David Giaretta >> (All): ....that's why I say we do not give a YES/NO - it 
essentially pointing up areas where there can be improvement
BruceAmbacher >> (All): David, so do we gaive all such a free pass?  Do we say 
any TDR with more than one lawyer available automatically passes?
Mark Conrad >> (All): There is another ISO? standard that cloud services are 
signing up for certification. I can't remember which one it is at the moment. I 
will try to dig it up.
Marie Waltz >> (All): Yeah the big guys get the big certifications, don't they?
David Giaretta >> (All): Bruce - not a free pass - we just say where we can 
audit and are satisfied and where we cannot be sure they pass
David Giaretta >> (All): ...that sounds too weak...
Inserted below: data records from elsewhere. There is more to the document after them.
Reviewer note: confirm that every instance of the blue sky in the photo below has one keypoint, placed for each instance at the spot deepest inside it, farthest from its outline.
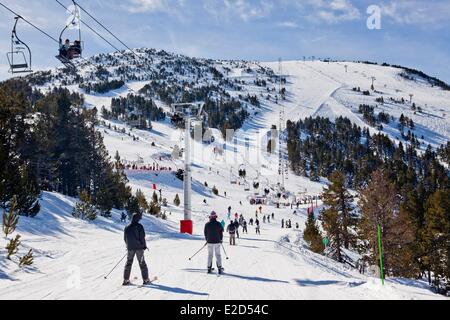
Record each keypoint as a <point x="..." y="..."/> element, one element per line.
<point x="414" y="33"/>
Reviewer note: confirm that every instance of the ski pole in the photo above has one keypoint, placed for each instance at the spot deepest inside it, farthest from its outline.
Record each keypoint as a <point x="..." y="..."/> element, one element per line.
<point x="223" y="247"/>
<point x="106" y="277"/>
<point x="197" y="252"/>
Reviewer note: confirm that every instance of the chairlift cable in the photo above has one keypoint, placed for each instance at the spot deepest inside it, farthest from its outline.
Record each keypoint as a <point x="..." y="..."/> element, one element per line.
<point x="90" y="28"/>
<point x="31" y="24"/>
<point x="112" y="34"/>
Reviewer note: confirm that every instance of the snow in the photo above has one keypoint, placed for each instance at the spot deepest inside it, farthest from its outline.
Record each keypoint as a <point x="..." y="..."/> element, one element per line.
<point x="275" y="265"/>
<point x="260" y="267"/>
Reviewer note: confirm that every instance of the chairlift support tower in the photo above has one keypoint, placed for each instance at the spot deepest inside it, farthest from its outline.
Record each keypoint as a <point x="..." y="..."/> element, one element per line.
<point x="186" y="225"/>
<point x="281" y="160"/>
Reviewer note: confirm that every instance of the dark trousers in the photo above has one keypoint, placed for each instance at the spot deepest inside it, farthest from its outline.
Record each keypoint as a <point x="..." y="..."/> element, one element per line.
<point x="140" y="256"/>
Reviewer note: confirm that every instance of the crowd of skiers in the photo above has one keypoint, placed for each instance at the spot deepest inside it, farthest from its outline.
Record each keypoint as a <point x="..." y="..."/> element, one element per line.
<point x="134" y="236"/>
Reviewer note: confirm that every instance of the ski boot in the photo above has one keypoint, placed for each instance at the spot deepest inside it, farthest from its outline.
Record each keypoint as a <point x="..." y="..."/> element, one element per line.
<point x="126" y="283"/>
<point x="147" y="282"/>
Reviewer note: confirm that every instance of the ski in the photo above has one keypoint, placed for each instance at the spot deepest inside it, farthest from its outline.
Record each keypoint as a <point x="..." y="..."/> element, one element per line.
<point x="152" y="281"/>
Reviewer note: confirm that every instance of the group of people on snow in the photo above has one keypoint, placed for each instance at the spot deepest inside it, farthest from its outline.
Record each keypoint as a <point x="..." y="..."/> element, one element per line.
<point x="134" y="237"/>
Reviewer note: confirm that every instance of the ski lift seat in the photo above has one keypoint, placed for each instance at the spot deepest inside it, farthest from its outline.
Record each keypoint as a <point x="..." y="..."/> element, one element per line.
<point x="19" y="66"/>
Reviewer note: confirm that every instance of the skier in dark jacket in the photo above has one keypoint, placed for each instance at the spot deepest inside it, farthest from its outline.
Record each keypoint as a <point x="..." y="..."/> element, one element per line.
<point x="258" y="227"/>
<point x="231" y="229"/>
<point x="214" y="237"/>
<point x="244" y="227"/>
<point x="134" y="236"/>
<point x="237" y="225"/>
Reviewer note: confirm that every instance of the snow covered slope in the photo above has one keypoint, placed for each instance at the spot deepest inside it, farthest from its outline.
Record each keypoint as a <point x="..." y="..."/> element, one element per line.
<point x="73" y="256"/>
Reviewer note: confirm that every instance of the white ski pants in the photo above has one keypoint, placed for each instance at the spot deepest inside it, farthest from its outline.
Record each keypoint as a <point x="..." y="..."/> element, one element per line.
<point x="214" y="248"/>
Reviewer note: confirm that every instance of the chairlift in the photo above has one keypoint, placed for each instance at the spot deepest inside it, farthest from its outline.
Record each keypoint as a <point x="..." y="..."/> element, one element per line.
<point x="69" y="51"/>
<point x="256" y="183"/>
<point x="19" y="58"/>
<point x="242" y="171"/>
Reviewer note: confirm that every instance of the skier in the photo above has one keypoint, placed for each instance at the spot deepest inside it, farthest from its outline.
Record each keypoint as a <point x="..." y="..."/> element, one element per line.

David Giaretta >> (All): .....we specify where they could improve
David Giaretta >> (All): I think I said in the past that I don't think any 
repository could pass right now
BruceAmbacher >> (All): David, how many "we can't be sure" items tip the scale 
against certification?
Marie Waltz >> (All):  I think this is needless worrying, we need to get the ISO 
first
BruceAmbacher >> (All): David, success of the audit concept is linked to some 
number of TDRs being certified
David Giaretta >> (All): Bruce - this goes back to the discussions about how 
many ticks or groups of ticks. It is the same question that must arise in every 
type of audit
David Giaretta >> (All): Marie - yes but I thought we had talked before about 
not having a simple pass/fail system
RobertDowns >> (All): The ticks should be considered within each category.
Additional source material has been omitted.